Just sitting there static, minding it’s won business with no weight on it, it approaches wiggly. Ok, it flies way past wiggly. Between the wheelbarrow bearings in the main pivot and the spherical bearings on the linkage and connecting rods, it has a noticeable amount of looseness. As soon as I weight the suspension, it feels like it goes away. At least, it’s not noticeable while riding. I don’t notice it climbing or descending and despite my best attempts to get it to feel weird, it just doesn’t. I will say that when it’s leaned over and pushing into a corner, it feels a little vague (?) for a second, nothing scary or weird and I have previously chalked it up to the really high pivot stretching the wheelbase out as I push into it. The side effect of the static wiggle (Truffle shuffle?) is that it’s super supple, I can get the 500lb coil to break free with just the pressure of pushing the seat by hand when the dropper remote is pushed. It’s a sofa. Add to that, the anti squat is about 35% in the big gears and it’s fast. Scary fast.

Not quite sure what the point here is…wiggly bikes FTW?


I was thinking about this the otherday with hardtails (I don’t have experience designing wiggly steel full suspensions).

I met up with Nolan from BikeSauce and he did some back-to-back riding with our M Hummingbird and his Honzo ST.

HB M Honzo ST
TT 28.6 35
DT 35 35
SS 12 16
CS 19 19

He commented how much smoother the HB was, even though Honzo had more travel and bigger tires.
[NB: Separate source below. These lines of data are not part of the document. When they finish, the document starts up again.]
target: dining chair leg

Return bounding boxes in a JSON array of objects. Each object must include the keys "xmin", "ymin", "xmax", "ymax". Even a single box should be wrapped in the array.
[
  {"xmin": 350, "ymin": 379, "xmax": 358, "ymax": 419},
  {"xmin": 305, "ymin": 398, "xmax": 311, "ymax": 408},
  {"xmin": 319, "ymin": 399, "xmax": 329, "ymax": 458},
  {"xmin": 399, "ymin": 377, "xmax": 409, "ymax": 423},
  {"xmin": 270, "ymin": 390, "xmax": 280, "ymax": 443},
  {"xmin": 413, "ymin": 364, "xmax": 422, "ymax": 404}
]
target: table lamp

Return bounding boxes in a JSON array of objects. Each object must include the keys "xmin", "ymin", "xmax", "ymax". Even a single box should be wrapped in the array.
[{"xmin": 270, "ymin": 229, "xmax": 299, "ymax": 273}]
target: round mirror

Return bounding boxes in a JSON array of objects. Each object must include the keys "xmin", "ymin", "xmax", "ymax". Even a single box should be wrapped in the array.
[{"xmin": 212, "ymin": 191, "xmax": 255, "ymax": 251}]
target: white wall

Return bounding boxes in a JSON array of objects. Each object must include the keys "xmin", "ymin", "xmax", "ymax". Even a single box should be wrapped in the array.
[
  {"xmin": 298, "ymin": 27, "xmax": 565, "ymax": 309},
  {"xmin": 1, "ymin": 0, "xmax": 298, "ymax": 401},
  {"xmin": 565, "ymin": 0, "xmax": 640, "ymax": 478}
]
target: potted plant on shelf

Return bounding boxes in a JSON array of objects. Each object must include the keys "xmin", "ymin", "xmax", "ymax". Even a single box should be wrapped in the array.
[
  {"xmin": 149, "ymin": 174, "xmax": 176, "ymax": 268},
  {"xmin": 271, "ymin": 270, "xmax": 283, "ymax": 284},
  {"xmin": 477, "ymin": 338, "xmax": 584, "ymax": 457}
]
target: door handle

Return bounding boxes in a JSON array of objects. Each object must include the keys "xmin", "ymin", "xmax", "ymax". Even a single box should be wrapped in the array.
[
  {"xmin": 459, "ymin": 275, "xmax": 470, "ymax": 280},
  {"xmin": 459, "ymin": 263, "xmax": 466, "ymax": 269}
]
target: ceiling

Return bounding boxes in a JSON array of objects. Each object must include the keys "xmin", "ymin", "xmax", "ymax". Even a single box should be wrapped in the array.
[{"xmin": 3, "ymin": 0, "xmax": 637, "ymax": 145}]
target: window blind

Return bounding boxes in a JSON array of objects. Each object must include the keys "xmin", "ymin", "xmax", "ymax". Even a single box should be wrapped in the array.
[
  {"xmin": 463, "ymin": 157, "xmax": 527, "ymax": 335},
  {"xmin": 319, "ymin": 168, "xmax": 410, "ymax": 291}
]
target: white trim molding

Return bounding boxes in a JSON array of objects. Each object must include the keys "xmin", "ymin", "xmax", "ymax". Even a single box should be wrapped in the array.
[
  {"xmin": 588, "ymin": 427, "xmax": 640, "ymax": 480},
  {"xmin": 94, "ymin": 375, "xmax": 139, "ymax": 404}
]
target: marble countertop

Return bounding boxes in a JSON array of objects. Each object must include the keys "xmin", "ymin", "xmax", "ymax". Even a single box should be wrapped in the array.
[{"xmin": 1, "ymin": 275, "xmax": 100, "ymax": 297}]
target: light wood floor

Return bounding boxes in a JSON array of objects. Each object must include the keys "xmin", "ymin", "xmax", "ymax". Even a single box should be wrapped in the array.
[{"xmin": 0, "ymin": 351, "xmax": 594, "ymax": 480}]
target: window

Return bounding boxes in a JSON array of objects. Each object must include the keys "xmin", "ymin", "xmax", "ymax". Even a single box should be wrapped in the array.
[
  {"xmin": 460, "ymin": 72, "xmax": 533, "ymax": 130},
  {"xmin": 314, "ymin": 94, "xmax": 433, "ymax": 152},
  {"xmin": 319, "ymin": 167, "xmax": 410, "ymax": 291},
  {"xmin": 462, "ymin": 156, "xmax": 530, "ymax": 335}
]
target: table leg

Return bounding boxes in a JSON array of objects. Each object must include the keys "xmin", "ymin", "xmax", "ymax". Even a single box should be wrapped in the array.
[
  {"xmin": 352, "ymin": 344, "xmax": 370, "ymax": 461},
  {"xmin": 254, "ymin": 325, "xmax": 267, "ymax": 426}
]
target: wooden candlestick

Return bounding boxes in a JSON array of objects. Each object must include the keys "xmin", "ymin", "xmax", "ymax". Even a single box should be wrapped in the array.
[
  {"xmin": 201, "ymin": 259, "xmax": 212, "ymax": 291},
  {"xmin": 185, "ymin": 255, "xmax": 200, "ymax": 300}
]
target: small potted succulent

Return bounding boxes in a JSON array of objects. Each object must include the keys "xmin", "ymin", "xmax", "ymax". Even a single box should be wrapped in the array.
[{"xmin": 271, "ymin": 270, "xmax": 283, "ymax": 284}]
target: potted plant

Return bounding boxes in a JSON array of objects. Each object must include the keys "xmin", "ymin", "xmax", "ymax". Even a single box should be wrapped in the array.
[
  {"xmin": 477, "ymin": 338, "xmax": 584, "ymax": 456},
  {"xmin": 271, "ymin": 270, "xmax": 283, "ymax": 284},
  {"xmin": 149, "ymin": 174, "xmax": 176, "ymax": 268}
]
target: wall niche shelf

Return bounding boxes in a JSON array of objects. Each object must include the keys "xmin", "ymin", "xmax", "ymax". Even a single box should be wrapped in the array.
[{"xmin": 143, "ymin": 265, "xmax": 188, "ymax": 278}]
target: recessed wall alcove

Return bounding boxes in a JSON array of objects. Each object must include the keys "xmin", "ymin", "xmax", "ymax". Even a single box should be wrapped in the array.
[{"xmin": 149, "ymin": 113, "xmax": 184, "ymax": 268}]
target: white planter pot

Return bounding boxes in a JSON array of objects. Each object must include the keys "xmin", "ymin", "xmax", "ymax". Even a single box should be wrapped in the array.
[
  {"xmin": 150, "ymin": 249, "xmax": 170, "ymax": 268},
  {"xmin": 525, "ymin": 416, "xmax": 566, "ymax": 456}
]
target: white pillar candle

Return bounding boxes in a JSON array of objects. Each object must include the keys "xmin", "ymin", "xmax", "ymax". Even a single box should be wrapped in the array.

I think that came down to lateral flex.

For the Honzo, the primary requirements were to make a lowcost frame that does not break. The more flexible the frame, the shorter the fatigue life and the closer you are to the ultimate yield strength. If I were designing the Honzo, I would be conservative on the tube spec, just to reduce the percentage of RMA’s.

Full suspensions are a totally different story. Lateral flex is good, that is why the world cup pro’s de-tension their wheels. But too much flex can contribute to bearing and shock wear. It must be a tough balancing act.